La situation en Centrafrique était à l’ordre du jour du Conseil de sécurité de l’ONU à New York jeudi 20 juin. Le représentant spécial d’Antonio Guterres en RCA et chef de la MINUSCA, Mankeur Ndiaye briefait pour la toute première fois les diplomates depuis sa prise de fonction en février dernier. Il a dressé un constat très mitigé, 4 mois après la signature de l’accord de paix, entre le gouvernement et les groupes armés, qui peine à se transformer en actes concrets sur le terrain.
Avec notre correspondante à New York, Marie Bourreau

Des signataires, ce sont les autorités centrafricaines qui ont fait le plus d’avancées avec la mise en place d’un gouvernement inclusif ou encore le travail pour rendre les unités spéciales mixtes de sécurité opérationnelles.

Les groupes armés, eux, montrent peu d’enthousiasme selon le responsable, ce qui en langage non diplomatique se traduit par ce chiffre : 50 à 70 violations de l’accord de paix chaque semaine et des violations régulières de l’embargo sur les armes.

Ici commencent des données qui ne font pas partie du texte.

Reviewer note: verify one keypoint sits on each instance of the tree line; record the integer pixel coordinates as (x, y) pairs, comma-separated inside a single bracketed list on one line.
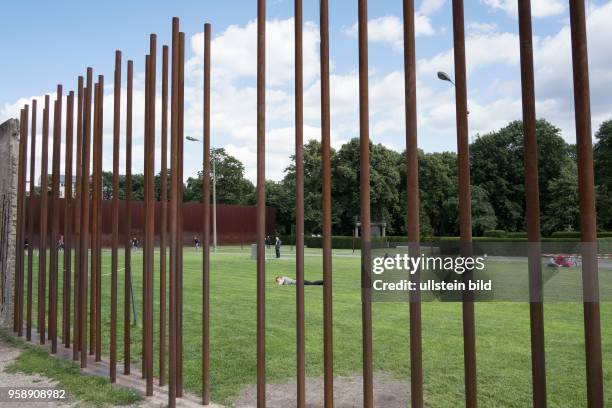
[(497, 180)]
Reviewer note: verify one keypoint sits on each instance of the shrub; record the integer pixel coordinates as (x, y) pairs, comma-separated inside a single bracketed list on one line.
[(494, 233)]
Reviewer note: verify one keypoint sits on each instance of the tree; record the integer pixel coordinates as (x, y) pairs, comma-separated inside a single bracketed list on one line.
[(384, 183), (602, 158), (312, 187), (438, 191), (497, 166), (232, 187), (483, 215), (561, 211)]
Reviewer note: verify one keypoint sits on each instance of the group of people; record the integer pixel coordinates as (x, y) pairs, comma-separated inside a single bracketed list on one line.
[(561, 261)]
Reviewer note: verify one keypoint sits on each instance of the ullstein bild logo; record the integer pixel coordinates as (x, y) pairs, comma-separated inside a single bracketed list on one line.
[(403, 264)]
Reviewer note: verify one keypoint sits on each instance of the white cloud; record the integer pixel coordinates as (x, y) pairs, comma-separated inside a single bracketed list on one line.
[(234, 52), (479, 55), (431, 6), (481, 27), (539, 8), (390, 30)]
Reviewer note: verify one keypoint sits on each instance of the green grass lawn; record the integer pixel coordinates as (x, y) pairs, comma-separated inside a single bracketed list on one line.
[(83, 389), (503, 345)]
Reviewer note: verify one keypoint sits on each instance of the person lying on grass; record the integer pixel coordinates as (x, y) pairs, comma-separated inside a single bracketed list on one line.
[(283, 280)]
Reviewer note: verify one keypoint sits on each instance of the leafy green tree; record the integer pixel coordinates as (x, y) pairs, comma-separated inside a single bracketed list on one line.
[(312, 187), (561, 210), (232, 187), (602, 158), (483, 215), (497, 166), (384, 183), (438, 192)]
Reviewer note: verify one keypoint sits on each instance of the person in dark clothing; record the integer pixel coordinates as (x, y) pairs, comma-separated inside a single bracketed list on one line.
[(283, 280), (277, 245)]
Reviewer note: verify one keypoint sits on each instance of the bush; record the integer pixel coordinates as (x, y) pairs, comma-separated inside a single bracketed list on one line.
[(517, 235), (494, 233), (565, 234), (576, 234)]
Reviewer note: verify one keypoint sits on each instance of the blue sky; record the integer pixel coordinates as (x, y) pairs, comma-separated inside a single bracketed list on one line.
[(53, 42)]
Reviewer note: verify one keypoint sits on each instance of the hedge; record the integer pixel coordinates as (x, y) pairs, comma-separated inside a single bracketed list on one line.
[(348, 242), (495, 233), (576, 234)]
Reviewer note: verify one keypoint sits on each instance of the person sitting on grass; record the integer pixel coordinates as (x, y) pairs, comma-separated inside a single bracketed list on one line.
[(283, 280)]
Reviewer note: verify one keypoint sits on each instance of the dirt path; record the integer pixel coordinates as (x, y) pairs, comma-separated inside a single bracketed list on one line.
[(388, 393)]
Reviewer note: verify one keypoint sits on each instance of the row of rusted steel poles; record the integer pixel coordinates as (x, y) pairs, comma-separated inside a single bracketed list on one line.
[(83, 219), (80, 228)]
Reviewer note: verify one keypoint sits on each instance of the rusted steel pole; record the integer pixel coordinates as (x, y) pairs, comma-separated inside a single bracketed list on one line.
[(532, 198), (149, 243), (163, 243), (127, 282), (328, 352), (206, 223), (44, 201), (53, 288), (53, 253), (181, 140), (94, 224), (143, 348), (412, 200), (299, 207), (76, 342), (465, 206), (586, 190), (173, 215), (99, 221), (115, 215), (364, 181), (31, 217), (85, 216), (18, 238), (68, 214), (21, 218), (261, 203)]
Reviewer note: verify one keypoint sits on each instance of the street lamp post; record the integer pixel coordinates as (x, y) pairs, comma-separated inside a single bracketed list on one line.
[(443, 76), (214, 176), (214, 206)]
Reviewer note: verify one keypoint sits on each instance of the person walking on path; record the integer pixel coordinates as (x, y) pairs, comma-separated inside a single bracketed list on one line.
[(277, 245)]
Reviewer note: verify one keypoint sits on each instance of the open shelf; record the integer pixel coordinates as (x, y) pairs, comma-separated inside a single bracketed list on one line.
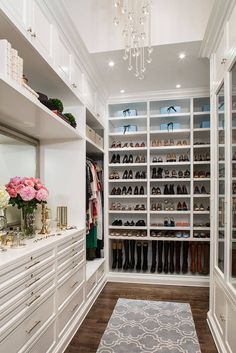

Les premières victimes de la violence sont les civils et les humanitaires, comme en témoigne le massacre du 21 mai par le groupe armé 3R.

Vacillant, certes, l’accord de paix reste néanmoins le seul espoir de mettre fin à la crise et doit rester la boussole des autorités, ont souligné les diplomates alors que des élections présidentielles et législatives doivent se tenir en décembre 2020.

La priorité doit aussi être mise sur les programmes de désarmement, démobilisation, et réhabilitation des groupes armés, condition préalable à la restauration de l’État sur tout le territoire, et à la réconciliation nationale.